With 2,000 staff working across its 16 centres, Cygnet is now Britain’s second largest independent provider of acute psychiatric services as well as the largest outsourcing provider to the NHS of acute and intensive care psychiatry.
The company also incentivises staff through its share option scheme which it introduced in the early nineties. To reward employees who have helped add value to the company, Cygnet awards them once or twice yearly with the option to purchase a number of company shares within between three and ten years of the grant.
Today 450 of Cygnet’s managers and staff own 11 per cent of the business. “Proportionally speaking, this is by far the largest of any healthcare company in Britain,” explains Hughes.
Hughes says employees have been rewarded on average every couple of years. “It’s paid off in liquidity events in 2000, 2002, 2004 and now 2008. So they’re getting used to a consistent cycle of seeing capital gains coming up in the pipeline.” “We also introduced a share purchase scheme five years ago where employees who bought one share at a discount, would get another one for free. The scheme allowed them to buy their shares using pre-taxed money, rather than taxed and there was a maximum contribution of £1,500 over the five years.
And if they did that on day one, on the basis of the striking price of the last month, they’d have made £30,000 virtually tax free, because of the way the incentives work between capital gains exclusion and the relief on the gains on these schemes.”
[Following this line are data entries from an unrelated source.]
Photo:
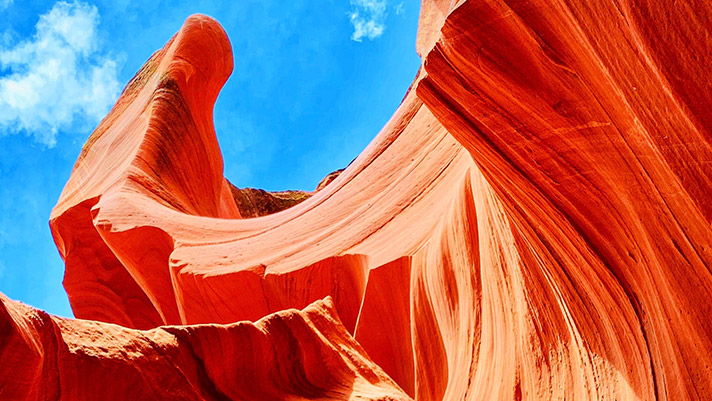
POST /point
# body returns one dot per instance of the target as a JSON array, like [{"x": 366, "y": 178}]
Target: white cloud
[
  {"x": 368, "y": 18},
  {"x": 58, "y": 78},
  {"x": 400, "y": 8}
]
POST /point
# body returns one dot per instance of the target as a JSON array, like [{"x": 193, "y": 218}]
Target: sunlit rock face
[{"x": 532, "y": 223}]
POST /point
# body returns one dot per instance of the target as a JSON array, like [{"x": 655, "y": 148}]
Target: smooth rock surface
[{"x": 533, "y": 223}]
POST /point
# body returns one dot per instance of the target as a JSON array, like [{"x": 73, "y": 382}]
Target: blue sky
[{"x": 314, "y": 81}]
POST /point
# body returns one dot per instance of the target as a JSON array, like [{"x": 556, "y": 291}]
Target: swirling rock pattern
[{"x": 532, "y": 223}]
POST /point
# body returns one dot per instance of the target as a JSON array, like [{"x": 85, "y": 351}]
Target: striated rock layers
[{"x": 532, "y": 223}]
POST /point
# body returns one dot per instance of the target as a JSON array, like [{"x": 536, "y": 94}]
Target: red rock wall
[{"x": 532, "y": 223}]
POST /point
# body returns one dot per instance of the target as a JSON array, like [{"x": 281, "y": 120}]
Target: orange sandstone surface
[{"x": 533, "y": 223}]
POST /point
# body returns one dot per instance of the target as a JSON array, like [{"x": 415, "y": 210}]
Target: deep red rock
[{"x": 532, "y": 223}]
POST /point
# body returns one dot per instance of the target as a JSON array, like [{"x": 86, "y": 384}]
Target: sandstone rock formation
[{"x": 532, "y": 223}]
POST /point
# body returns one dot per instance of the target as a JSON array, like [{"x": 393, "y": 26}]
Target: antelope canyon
[{"x": 533, "y": 223}]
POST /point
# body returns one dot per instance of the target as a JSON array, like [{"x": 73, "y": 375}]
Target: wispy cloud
[
  {"x": 368, "y": 18},
  {"x": 59, "y": 77},
  {"x": 400, "y": 8}
]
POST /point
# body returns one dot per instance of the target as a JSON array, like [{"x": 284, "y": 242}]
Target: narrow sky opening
[{"x": 313, "y": 84}]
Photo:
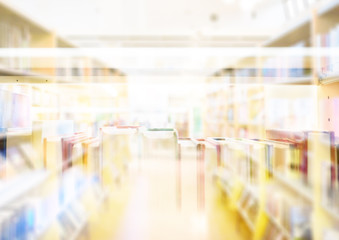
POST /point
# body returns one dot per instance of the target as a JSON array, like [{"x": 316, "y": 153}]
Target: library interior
[{"x": 158, "y": 119}]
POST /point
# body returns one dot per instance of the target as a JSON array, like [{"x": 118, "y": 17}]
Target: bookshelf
[
  {"x": 314, "y": 78},
  {"x": 34, "y": 176}
]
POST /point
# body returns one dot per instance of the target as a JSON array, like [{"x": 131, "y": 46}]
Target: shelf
[
  {"x": 8, "y": 9},
  {"x": 288, "y": 80},
  {"x": 278, "y": 225},
  {"x": 14, "y": 188},
  {"x": 329, "y": 8},
  {"x": 296, "y": 186},
  {"x": 299, "y": 30},
  {"x": 333, "y": 213},
  {"x": 330, "y": 78},
  {"x": 247, "y": 220}
]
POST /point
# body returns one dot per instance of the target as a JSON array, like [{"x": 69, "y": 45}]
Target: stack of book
[
  {"x": 328, "y": 65},
  {"x": 15, "y": 35}
]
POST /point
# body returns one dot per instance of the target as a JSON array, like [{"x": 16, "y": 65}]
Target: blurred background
[{"x": 144, "y": 119}]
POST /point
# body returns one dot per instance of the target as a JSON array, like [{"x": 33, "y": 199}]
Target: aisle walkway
[{"x": 152, "y": 213}]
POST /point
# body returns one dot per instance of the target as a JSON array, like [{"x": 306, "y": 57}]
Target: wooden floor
[{"x": 144, "y": 206}]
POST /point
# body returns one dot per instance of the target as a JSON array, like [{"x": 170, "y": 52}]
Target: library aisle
[
  {"x": 169, "y": 119},
  {"x": 149, "y": 210}
]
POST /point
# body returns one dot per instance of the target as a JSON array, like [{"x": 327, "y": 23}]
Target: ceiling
[{"x": 155, "y": 24}]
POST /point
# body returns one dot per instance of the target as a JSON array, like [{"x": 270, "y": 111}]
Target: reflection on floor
[{"x": 144, "y": 206}]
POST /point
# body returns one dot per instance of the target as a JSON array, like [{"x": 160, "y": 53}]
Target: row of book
[
  {"x": 15, "y": 35},
  {"x": 289, "y": 162},
  {"x": 289, "y": 213},
  {"x": 14, "y": 110},
  {"x": 286, "y": 67},
  {"x": 328, "y": 65}
]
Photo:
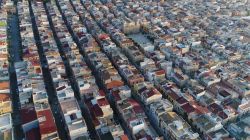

In light of this very handsome payout, Hughes is confident that the uptake of employees on the share option scheme is going to be considerably higher in future years. Cygnet’s management are now looking forward to expanding the employee share equity scheme going forward because as Hughes explains: “We know it results in the recruitment and retention of the best people in our industry.”
The company has grown at an average of 25 per cent compound growth during the past eight years to hit £80m in turnover this year and £24m in ebidta earnings.